La fotografia in padre Costantino Ruggeri

La fotografia in padre Costantino Ruggeri

 

Luigi Leoni, Chiara Rovati

 

 

Padre Costantino Ruggeri, frate francescano e artista poliedrico di fama mondiale, riconosciuto come uno dei più eminenti fautori del rinnovamento dell’arte sacra nella seconda metà del secolo scorso, è ancora da scoprire per il suo talento nell’arte fotografica. Munito dei più prestigiosi modelli di macchine fotografiche Rolleiflex ed Hasselblad, nei suoi viaggi di studio ha amato riprendere con diapositive le architetture contemporanee, che sono state per lui un preziosissimo bagaglio di conoscenze a cui ha attinto nel momento in cui è stato chiamato per progetti di chiese e di cappelle.

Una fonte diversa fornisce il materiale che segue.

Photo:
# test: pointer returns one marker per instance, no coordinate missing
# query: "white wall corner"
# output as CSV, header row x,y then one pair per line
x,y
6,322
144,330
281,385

Gli era propria la sete di osservare, o meglio di contemplare in una sorta di riflessione mistica, perché attraverso la visione delle soluzioni creative architettoniche, il suo cuore era sollecitato ad impegnarsi in un cammino fervido di idee, sempre aperto alle novità, al divenire della ricerca che si dispiega ormai da tempo a livello mondiale, non disdegnando di accostare linguaggi e tendenze diverse, anzi con la gioia di aprirsi a molteplici realtà.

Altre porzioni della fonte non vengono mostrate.